So wie manche Paare sich erinnern können, wann genau es zwischen ihnen „gefunkt“ hat, so weiß ich noch die Situation, in der ich mich in die Nordseeküste verliebt habe.

Ich war ein Pöks von elf Jahren und verbrachte in den Sommerferien ein paar Wochen in einem Zeltlager bei Nieblum auf Föhr. Einmal kamen wir recht spät von einem Ausflug zurück. Die Badegäste hatten den Strand geräumt, die Ebbe hatte eingesetzt. Im milden Abendlicht sah ich irgendwelche Watvögel, deren Namen ich als Stadtkind nicht kannte, im Schlick des Watts herumstochern.

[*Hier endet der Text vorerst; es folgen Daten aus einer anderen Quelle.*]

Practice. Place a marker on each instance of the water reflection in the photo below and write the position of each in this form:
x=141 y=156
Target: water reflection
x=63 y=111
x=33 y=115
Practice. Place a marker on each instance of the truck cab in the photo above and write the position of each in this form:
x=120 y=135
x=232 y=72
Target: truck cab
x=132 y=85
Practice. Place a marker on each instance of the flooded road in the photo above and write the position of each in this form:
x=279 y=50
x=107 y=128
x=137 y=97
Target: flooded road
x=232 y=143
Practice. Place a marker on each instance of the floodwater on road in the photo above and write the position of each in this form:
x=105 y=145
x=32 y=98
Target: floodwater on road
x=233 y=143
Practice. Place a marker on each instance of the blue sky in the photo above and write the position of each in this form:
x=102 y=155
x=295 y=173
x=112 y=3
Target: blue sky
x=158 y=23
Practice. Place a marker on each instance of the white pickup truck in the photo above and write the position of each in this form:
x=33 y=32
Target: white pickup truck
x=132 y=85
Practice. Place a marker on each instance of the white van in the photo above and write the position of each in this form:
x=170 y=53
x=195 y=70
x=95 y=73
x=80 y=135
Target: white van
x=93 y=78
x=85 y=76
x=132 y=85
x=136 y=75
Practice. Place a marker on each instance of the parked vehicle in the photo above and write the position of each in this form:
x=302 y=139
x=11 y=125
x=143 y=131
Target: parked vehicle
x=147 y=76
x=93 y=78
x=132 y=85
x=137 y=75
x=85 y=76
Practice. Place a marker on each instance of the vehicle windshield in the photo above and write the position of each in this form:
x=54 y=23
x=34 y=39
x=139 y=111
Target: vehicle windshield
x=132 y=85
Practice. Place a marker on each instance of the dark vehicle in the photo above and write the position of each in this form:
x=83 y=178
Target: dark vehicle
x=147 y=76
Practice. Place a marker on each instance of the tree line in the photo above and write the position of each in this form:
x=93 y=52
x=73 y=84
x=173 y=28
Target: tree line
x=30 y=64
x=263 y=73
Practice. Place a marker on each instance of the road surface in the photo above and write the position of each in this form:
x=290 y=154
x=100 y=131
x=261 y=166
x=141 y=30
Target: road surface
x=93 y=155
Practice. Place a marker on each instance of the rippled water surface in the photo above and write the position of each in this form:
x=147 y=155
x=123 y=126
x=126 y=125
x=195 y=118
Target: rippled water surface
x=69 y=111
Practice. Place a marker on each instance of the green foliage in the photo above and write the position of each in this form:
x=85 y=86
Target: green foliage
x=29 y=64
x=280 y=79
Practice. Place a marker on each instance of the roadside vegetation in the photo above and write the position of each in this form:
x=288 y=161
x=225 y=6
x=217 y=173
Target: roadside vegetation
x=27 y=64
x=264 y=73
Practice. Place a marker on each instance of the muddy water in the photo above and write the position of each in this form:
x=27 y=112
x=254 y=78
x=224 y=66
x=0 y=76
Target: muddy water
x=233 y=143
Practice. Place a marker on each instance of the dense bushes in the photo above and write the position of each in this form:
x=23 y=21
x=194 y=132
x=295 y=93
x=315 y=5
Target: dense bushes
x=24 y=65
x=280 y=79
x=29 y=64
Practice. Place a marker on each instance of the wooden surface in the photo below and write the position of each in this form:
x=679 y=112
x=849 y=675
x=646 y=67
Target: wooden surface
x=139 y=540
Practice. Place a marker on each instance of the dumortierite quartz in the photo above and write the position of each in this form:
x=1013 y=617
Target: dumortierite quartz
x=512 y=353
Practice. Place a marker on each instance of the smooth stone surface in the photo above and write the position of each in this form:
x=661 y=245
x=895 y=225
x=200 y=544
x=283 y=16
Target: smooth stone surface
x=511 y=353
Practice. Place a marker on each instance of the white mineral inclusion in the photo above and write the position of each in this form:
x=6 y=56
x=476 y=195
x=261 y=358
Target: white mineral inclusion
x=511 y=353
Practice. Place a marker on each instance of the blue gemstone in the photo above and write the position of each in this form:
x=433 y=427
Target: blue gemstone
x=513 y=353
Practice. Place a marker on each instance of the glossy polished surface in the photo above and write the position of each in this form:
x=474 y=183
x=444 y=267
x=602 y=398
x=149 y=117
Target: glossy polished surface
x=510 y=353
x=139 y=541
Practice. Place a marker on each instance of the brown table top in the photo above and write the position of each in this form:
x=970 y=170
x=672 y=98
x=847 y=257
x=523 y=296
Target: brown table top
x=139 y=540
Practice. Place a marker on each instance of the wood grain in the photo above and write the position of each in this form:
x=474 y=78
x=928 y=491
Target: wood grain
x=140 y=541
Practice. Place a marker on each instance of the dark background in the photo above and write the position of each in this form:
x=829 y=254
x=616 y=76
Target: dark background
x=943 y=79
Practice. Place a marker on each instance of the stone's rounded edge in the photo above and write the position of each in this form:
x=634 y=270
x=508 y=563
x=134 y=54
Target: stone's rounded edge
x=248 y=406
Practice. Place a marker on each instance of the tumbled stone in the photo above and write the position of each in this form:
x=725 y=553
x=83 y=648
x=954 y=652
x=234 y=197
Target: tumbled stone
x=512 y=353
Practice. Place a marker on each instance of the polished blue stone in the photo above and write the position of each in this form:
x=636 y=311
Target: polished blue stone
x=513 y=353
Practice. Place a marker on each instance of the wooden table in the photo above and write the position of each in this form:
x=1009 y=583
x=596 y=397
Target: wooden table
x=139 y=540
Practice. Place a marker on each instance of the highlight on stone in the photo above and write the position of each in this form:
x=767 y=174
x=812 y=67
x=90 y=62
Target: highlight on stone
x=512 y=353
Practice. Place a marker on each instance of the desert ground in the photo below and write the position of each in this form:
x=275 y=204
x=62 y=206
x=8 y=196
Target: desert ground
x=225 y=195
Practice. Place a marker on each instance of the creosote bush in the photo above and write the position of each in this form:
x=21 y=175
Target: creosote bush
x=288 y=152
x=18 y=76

Gern wäre ich noch dort geblieben, hätte die Vögel beobachet und einfach die Stimmung genossen. Nur ging das nicht, denn obwohl uns unsere Betreuer damals viele Freiräume ließen, allein durften wir nicht an den Strand. Trotzdem blieben die Eindrücke haften.

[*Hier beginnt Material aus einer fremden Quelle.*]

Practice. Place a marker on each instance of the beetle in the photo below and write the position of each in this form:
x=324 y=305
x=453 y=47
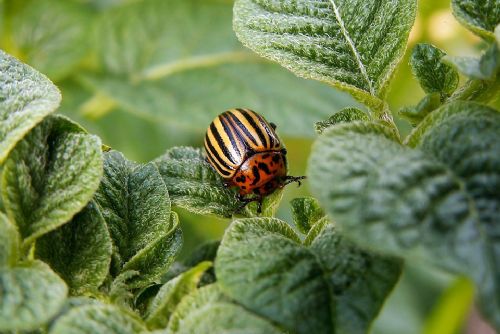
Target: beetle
x=245 y=150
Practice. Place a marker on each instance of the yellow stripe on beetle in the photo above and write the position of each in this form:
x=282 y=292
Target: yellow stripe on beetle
x=245 y=150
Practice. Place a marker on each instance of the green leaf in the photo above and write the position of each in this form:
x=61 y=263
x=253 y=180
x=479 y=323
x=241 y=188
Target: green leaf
x=9 y=242
x=50 y=176
x=79 y=251
x=193 y=184
x=480 y=17
x=329 y=41
x=103 y=318
x=30 y=295
x=434 y=75
x=360 y=281
x=306 y=212
x=483 y=68
x=466 y=137
x=416 y=114
x=26 y=97
x=298 y=287
x=208 y=311
x=178 y=63
x=345 y=115
x=54 y=43
x=395 y=199
x=154 y=260
x=171 y=293
x=136 y=206
x=191 y=99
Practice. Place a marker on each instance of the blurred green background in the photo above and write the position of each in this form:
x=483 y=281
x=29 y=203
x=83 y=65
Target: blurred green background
x=148 y=75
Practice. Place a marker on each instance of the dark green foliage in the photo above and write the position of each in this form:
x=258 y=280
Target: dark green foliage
x=78 y=218
x=434 y=75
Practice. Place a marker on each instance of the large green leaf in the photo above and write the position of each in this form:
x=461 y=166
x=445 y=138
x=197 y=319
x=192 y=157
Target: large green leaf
x=179 y=63
x=351 y=44
x=29 y=296
x=434 y=75
x=194 y=185
x=480 y=16
x=208 y=311
x=136 y=206
x=360 y=281
x=398 y=200
x=171 y=293
x=466 y=137
x=55 y=42
x=100 y=318
x=50 y=176
x=323 y=286
x=26 y=97
x=79 y=251
x=9 y=242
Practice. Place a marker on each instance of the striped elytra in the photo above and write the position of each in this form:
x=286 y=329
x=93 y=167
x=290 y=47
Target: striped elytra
x=246 y=151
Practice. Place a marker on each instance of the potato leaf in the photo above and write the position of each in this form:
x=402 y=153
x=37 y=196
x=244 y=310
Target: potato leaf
x=100 y=318
x=30 y=295
x=79 y=251
x=300 y=285
x=353 y=45
x=26 y=97
x=207 y=310
x=171 y=293
x=50 y=176
x=135 y=204
x=434 y=75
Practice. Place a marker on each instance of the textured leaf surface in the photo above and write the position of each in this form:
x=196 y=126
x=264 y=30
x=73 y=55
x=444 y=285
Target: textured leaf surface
x=306 y=212
x=351 y=44
x=171 y=293
x=322 y=286
x=92 y=319
x=415 y=114
x=360 y=281
x=345 y=115
x=480 y=16
x=194 y=185
x=9 y=242
x=208 y=311
x=483 y=68
x=29 y=296
x=50 y=176
x=79 y=251
x=180 y=65
x=288 y=287
x=434 y=75
x=53 y=43
x=467 y=139
x=136 y=206
x=26 y=97
x=393 y=198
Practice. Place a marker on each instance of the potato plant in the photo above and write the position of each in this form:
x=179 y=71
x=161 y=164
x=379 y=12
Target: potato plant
x=89 y=239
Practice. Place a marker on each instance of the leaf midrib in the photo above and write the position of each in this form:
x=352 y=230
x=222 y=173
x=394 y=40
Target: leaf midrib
x=352 y=46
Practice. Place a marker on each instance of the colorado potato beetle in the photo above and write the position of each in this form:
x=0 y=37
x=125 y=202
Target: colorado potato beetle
x=246 y=151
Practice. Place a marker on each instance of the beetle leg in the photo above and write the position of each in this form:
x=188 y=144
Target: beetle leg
x=291 y=179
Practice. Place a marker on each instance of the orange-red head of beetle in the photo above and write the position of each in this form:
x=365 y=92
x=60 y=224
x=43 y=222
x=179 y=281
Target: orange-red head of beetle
x=246 y=151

Sicher kamen damals noch andere Erlebnisse hinzu, die meine Kinderseele prägten. Einmal gab es Sturm und wir Bubies mussten unter ganzem Körpereinsatz die Zeltleinen nachspannen, damit nichts wegflog. Unsere Halligfahrt mit dem Dampfer war auch recht schaukelig, fast die ganze Truppe wurde seekrank. Ich weiß noch, wie ich einmal beim Baden unversehens von der Strömung um hundert Meter versetzt wurde und das erst richtig begriff, als mich ein Betreuer aus dem Wasser pfiff. Natürlich gab es auch eine Wattwanderung nach Amrum. Wir Großstadtkids erlebten zum ersten Mal die Natur, –  hautnah und intensiv.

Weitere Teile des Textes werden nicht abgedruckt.